明日から、銅版画15点による「ハインリッヒ・フォーゲラー展」を開催します。
ホームページに15点の出品リストと図版を掲載していますが、あまり写りの良い写真ではありません。ホームページ担当のスタッフが来週半ばまで出張で、差し替えは来週後半になります。実物はとても綺麗ですのでご安心ください。
2010年2月23日[火]―3月6日[土]まで会期中無休ですのでぜひご来場ください。
1872年にブレーメンに生まれたフォーゲラーは、1894年にヴォルプスヴェーデに定住し、自然を舞台とした童話のような世界を装飾的に創造します。
その作品は1910(明治43)年に日本にいち早く紹介され、文芸雑誌『白樺』に特集が組まれ、表紙や裏表紙、扉を飾りました。
日本に将来されてからちょうど100年。
ときの忘れものでは、三度目の正直となるか、念願の「ハインリッヒ・フォーゲラー展」です。
フォーゲラーはセガンティーニとともに亭主が若い頃憧れた作家で、いつか展覧会をしたいと密かに思っていました。海外から少しづつ買い集めてきたのですが、いかんせん貧乏画廊の悲しさ、個展を開くに足るほどの点数は集まらない。
ですから2006年と2007年に開いた二回の展覧会もフォーゲラーとその仲間や、同時代の作家たちとのアンソロジーでした。
敬愛する北川太一先生(高村光太郎記念会)の口癖は、
「いいものは必ずいつか評価される、なんてのは嘘です。ほっとけば全て忘れ去られてしまう。誰かがその価値を評価し次の時代に伝えていく努力をしなければなりません。」
「この世には時の流れが公平な判断をもたらす前に消えてしまうものがいくらでもある。」(水村美苗、『辻邦生・水村美苗 手紙、栞を添えて』より)

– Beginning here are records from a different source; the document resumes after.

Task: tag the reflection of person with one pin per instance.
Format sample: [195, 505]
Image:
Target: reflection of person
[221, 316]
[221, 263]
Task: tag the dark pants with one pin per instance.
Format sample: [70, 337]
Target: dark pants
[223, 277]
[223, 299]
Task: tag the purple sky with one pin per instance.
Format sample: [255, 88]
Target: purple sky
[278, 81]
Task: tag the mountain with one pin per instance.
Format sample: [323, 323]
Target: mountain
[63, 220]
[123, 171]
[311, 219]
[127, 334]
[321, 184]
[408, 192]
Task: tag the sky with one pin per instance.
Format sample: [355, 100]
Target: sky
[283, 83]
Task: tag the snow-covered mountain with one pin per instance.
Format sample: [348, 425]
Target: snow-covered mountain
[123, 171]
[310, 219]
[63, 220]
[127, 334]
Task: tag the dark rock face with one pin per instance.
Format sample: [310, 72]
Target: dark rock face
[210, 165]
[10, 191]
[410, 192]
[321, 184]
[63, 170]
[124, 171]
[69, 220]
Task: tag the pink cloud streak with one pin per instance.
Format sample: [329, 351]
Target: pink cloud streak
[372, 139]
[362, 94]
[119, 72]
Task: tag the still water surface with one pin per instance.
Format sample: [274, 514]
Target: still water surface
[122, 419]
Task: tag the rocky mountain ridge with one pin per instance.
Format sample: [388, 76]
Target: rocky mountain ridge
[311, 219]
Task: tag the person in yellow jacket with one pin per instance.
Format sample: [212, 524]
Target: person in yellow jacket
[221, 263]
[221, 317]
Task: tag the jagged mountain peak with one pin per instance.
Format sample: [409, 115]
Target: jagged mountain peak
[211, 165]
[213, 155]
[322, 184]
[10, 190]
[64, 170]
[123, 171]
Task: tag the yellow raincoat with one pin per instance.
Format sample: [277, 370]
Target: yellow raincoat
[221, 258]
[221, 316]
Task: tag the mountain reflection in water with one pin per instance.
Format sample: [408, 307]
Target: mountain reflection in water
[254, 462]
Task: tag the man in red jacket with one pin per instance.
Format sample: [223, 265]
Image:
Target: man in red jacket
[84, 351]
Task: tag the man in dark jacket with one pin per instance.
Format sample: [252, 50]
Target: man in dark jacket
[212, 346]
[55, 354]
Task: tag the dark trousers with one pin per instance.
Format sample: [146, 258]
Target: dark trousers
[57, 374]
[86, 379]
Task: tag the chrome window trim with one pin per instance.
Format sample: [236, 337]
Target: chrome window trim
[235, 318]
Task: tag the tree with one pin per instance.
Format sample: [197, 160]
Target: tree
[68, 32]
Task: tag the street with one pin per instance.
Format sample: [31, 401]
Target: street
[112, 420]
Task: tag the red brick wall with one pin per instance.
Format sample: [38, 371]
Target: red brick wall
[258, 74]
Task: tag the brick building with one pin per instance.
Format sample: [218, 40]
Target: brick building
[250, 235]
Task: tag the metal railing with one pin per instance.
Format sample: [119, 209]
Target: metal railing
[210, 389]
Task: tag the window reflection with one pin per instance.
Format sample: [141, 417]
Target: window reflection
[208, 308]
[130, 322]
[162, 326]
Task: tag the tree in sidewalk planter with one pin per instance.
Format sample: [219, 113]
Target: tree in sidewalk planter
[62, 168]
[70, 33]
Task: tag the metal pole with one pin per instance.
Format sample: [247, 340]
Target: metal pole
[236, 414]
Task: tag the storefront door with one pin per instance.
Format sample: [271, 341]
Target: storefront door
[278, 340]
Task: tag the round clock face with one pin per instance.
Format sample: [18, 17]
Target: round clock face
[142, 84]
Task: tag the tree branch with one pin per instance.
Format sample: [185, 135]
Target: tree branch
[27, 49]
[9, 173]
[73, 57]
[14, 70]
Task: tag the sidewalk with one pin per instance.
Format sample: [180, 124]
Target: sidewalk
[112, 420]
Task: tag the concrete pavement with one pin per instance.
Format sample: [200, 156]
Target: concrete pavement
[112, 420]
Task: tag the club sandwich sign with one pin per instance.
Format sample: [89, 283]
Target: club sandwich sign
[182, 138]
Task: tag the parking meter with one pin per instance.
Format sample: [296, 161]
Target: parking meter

私たち画商は自らの生い立ちが育んでくれた価値観の中で美しいと思ったものを、誰よりも先に買い、値段をつけ、売ることが商売の原点です。いくつになっても学ぶことは必要ですが、感動もしない今流行りの作品を追いかける気はありません。
いつかはフォーゲラーだけで個展をーそれも代表作を網羅したーと夢想はしていたのですが、その願いが通じたのか、昨年のある日、あるコレクターからメールが送られてきました。
<熱心にフォーゲラーを蒐集してきたこと、作品を手放す気になったこと>などが綴られていました。
日本にもこれだけ素晴らしいコレクションがあったことに感動もし、ありがたいことだと感謝しました。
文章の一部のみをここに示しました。